Whenever I modify any script in a project, Unity recompiles every single script in that project.
In a non-Unity project in Visual Studio, the compiler knows that it only needs to recompile the files that have been modified, and as a result of this compilation times are very fast.
In Unity, however, compilation takes much longer than it has to. An average compile takes about 10 seconds to complete for Unity, but takes only about 2-3 seconds compiling with Visual Studio.
Why does Unity do this?
Is it possible to make it compile only modified files somehow?
Even though it may not compile absolutely every script in the project, it still compiles a whole lot of scripts that haven’t been modified, which is the problem.
thats no problem, thats standard. you can’t recompile an assembly from a single file only, the whole assembly is recompiled and as unity does not support namespaces that means all scripts of this language in the same compile step.
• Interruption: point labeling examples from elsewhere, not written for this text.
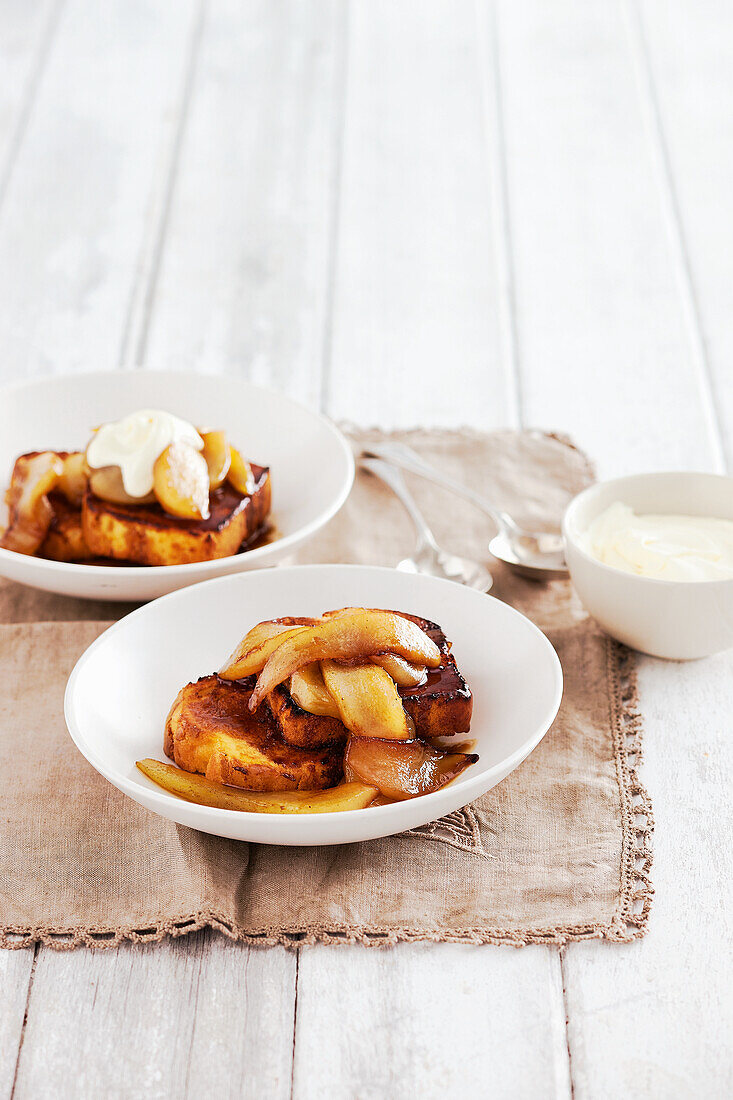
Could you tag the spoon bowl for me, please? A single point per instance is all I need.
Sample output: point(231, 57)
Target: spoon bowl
point(536, 554)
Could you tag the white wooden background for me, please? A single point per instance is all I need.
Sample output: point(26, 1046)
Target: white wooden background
point(405, 212)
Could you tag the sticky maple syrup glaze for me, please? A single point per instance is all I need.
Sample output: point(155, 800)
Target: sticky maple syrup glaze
point(223, 503)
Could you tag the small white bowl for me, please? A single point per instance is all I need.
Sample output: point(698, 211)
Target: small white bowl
point(677, 619)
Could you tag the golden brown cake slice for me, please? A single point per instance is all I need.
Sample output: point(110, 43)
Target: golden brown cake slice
point(210, 730)
point(149, 536)
point(439, 706)
point(65, 540)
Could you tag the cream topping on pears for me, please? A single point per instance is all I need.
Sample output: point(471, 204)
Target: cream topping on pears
point(135, 442)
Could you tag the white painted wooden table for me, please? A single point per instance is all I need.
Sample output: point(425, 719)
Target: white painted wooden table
point(405, 212)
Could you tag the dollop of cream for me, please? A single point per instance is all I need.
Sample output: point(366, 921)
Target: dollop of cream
point(134, 442)
point(668, 548)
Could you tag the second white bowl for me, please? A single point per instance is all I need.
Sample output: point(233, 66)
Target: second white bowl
point(677, 619)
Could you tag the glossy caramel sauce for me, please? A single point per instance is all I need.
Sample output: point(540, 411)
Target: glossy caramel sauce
point(223, 503)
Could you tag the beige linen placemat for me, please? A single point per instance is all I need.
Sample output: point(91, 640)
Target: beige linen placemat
point(557, 851)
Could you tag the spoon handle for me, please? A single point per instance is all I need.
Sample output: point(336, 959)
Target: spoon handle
point(400, 454)
point(392, 477)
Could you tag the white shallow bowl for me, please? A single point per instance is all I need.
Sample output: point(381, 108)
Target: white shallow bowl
point(677, 619)
point(122, 688)
point(310, 462)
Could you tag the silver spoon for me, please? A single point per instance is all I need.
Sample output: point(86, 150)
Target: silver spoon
point(428, 557)
point(537, 554)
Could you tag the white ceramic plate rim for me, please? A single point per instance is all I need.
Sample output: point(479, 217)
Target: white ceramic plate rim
point(283, 543)
point(210, 815)
point(570, 535)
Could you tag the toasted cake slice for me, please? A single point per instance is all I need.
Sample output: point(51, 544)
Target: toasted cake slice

But its normally no problem, we don’t see a more than 1s break even with projects having hundreds of scripts, all of them in C#
Visual Studio can produce a DLL of a Unity project by only compiling a single file, though I assume it keeps scripts that have been compiled previously around in object files or whatever C# uses. Unity does not.
It doesn’t help me much that compiling takes less than a second for you, for me it takes about 10 seconds. The project currently has over 900 .cs files.
I believe Eric is saying if you put scripts that don’t change in the standard assets folder, compile times will improve.
The best solution though is simply to buy a faster computer. My main desktop machine (which is s couple of years old) will compile complex projects in a couple of seconds, while my 6 year old, single processor machine can take several minutes.
If you read eric’s link you’ll see unity does kinda support it.
Scripts which don’t change much should go into: “Standard Assets”, “Pro Standard Assets” or “Plugins”. So all your stuff you’re not changing should go in there, which won’t be recompiled unless absolutely necessary.